La France a découvert Moussa alors qu’il a injustement incarcéré au Bangladesh au cours d’une mission humanitaire. Malgré l’indignation et le soutien, personne n’a vu venir le bien qui se trouvait dans cette épreuve : Bani Street.

Rapide rappel des faits

Le 22 décembre 2015, responsable de la région Asie chez Baraka City, Moussa est arrêté au Bangladesh. Il était parti pour visiter des camps de réfugiés Rohingyas. La raison de son arrestation est que son nom de converti n’est pas celui qui figurait sur les papiers officiels : Puemo Maxime Tchantchuing. Bien qu’en réalité, comme il le dit dans une interview réalisée par StreetPress, c’est son implication pour la cause des Rohingyas qui a déclenché cette situation. Donc basée sur des accusations injustes et infondées.

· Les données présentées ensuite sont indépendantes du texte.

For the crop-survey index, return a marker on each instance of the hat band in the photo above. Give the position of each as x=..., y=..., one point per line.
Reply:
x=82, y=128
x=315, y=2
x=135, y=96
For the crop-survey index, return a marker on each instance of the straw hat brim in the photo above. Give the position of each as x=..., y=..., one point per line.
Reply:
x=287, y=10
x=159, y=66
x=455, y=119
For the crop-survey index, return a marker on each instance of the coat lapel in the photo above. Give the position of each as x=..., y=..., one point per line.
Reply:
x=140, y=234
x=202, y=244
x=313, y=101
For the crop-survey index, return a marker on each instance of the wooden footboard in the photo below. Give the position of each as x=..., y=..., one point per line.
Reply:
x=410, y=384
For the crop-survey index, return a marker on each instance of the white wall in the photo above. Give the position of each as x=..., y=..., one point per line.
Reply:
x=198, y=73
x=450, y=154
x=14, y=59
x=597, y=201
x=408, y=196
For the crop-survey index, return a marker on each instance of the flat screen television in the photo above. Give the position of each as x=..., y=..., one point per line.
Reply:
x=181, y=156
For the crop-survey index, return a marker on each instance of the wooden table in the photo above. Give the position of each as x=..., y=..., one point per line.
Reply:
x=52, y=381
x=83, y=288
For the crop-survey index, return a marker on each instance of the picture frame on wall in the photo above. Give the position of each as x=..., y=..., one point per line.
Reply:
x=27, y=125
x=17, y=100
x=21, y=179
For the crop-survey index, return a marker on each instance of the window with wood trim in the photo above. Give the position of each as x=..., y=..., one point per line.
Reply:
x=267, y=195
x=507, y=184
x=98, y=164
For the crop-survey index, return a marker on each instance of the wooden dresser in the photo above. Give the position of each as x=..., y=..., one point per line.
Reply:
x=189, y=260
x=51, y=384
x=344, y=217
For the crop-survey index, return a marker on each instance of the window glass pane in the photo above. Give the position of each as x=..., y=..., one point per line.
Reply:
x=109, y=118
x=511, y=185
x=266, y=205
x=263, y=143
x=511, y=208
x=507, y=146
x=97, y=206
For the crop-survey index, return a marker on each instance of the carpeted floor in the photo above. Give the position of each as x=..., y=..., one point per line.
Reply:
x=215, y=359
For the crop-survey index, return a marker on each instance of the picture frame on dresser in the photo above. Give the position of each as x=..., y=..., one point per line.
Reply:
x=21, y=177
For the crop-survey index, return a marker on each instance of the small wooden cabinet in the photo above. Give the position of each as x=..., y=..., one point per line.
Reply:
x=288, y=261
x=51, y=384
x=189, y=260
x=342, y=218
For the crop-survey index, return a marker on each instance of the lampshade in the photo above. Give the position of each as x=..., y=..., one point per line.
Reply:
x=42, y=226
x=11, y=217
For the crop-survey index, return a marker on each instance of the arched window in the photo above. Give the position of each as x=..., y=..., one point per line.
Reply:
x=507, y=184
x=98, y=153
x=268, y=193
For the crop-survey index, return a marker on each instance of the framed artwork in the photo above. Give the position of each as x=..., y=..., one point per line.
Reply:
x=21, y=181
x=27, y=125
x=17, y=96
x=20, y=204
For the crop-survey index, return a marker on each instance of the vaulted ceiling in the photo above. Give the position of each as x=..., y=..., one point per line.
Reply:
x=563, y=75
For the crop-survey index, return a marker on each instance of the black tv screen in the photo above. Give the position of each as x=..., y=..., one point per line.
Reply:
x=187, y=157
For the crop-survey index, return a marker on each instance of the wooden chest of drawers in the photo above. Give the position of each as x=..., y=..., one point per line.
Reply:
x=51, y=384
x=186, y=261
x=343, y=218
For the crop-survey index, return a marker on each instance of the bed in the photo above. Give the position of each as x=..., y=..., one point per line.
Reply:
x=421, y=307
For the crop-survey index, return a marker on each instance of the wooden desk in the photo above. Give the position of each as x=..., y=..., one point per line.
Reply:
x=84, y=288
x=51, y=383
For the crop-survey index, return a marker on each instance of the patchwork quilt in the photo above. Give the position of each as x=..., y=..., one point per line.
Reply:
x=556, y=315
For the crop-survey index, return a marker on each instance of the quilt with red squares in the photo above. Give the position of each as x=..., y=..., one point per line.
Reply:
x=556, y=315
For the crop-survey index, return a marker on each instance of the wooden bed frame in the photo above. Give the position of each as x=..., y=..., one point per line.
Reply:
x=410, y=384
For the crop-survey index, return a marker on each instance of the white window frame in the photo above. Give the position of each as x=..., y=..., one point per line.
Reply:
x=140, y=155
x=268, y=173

Pour rappel, les Rohingyas sont une communauté musulmane Birmane, qui est la population la plus persécutée au monde. La haine à leur égard est telle qu’ils ne leur reconnaissent aucun droit de sol. Cette population est considérée comme illégale, par conséquent elle est massacrée.

C’est ainsi que sa tourmente a commencé. Il est finalement relâché après 70 jours d’emprisonnement. Notamment grâce à une mobilisation très importante de la part de Baraka City, et de ses soutiens. Toutefois, coup de théâtre à sa libération. Moussa n’a pas le droit de sortir du territoire. Il s’est donc retrouvé en liberté conditionnelle le 1er mars, en attente d’une audience qui n’a cessé d’être annulée et reportée.

Mise à jour : Il a annoncé le 24 juillet 2016 sur sa page facebook qu’il était enfin libre.

moussa message

Moussa et les “Bani street” (enfants de la rue)

C’est ainsi que dans l’attente de sa libération, il utilise le temps dont il dispose pour faire le bien. Ce qui a commencé par une épreuve est devenu un bienfait. En effet, depuis sa libération conditionnelle, Moussa est parti à la rencontre de son nouvel environnement de vie. Et il y a des découverts de petits êtres qui ont besoin de soutien.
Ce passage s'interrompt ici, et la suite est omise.